A veces, cuando surge la pregunta sobre qué escribir en este espacio, me viene a la memoria una cena inolvidable que compartí hace muchos años con dos columnistas de renombre. Confieso, no sin cierto pudor, que al momento de sentarme a la mesa no tenía idea de quiénes eran esos personajes. Uno se llama Juan Cruz, el otro Manuel Vicent. El primero fue de los periodistas fundadores de El País de Madrid. El segundo integra su plantilla desde 1981. Ambos con largas trayectorias y premios literarios.
La editorial Santillana fue la responsable de aquella invitación tan singular. Tomás de Mattos, Claudia Amengual y Gerardo Caetano eran también comensales valiosos de aquella velada.
Mientras las conversaciones se cruzaban entre los comensales observé que Juan hacía anotaciones en una pequeña libreta sin dejar de participar de la charla. Manuel permanecía más bien callado y cada tanto se expresaba con frases cortas. Solo una vez se permitió contar una anécdota que sucedió en su pueblo valenciano al fin de la guerra civil española, cuando él apenas tenía 3 años y un “pelín”. Contó que su abuela estaba haciendo el típico cocido para el almuerzo mientras se oían estruendos y tiros cada vez más cercanos. El ejército republicano defendía arduamente la provincia pero los nacionales avanzaban paso a paso. La abuela, como si nada, revolvía pacientemente el menjunje dentro de la marmita, callada y atenta. Hasta ese momento —aclaró Manuel— ella estaba contra “los rojos” y mantenía esperanzas de que fuesen derrotados. De pronto, un balazo destrozó el vidrio de la ventana, zumbó en el aire y terminó estrellándose contra el recipiente donde el cocido estaba casi pronto. La cazuela se partió y su contenido se desparramó sobre el fuego. Contó Manuel que se hizo un silencio pétreo e incómodo.

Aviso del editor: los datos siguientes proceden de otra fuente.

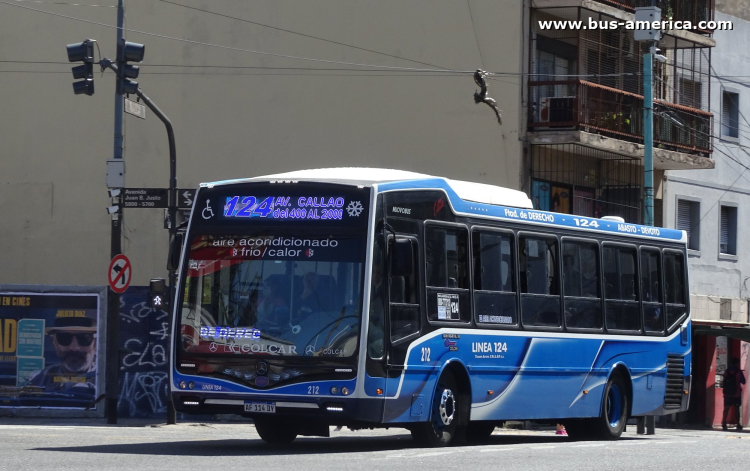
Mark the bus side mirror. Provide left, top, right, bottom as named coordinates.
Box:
left=390, top=239, right=414, bottom=276
left=167, top=232, right=185, bottom=270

Todos estaban con miedo pero la abuela solo atinó a preguntar a qué bando pertenecía el disparo. Alguien le informó que vino del lado de los Nacionales. Ella guardó silencio y se puso a limpiar el zafarrancho. Al otro día, cuando los falangistas desfilaron victoriosos frente a su casa, la abuela salió salió al portal y les dio la espalda.
Los comensales quedamos conmovidos. Recuerdo que Juan Cruz comentó:
—Manuel, tus anécdotas son siempre breves.
Vicent sonrió y le dijo:
—¿Qué quieres? Tantos años escribiendo columnas de mil novecientos ochenta caracteres me han modelado el relato.
Todos nos reímos con ganas y al otro día Juan Cruz nos dedicó una crónica en su espacio en El País madrileño.
Años más tarde, buscando en internet en qué andanzas estaban estos personajes entrañables, encontré un fragmento de los escritos de Manuel Vicent que reza así:
“Para que todo el universo quepa en una columna de 66 líneas a 30 espacios es necesario desechar lo que sobra: planetas, estrellas, galaxias, el vacío que existe entre ellas con su silencio de piedra pómez. Hay que quedarse solo con lo esencial: con las grandes pasiones que mueven al alma de unas hormigas, con las horas infinitas que invierten los muertos soñando. Una columna de periódico debe ser el reloj de arena que filtre la memoria de ese deseo que el lector sentirá mañana”.
Entonces no puedo dejar de preguntarme si tal proeza será posible.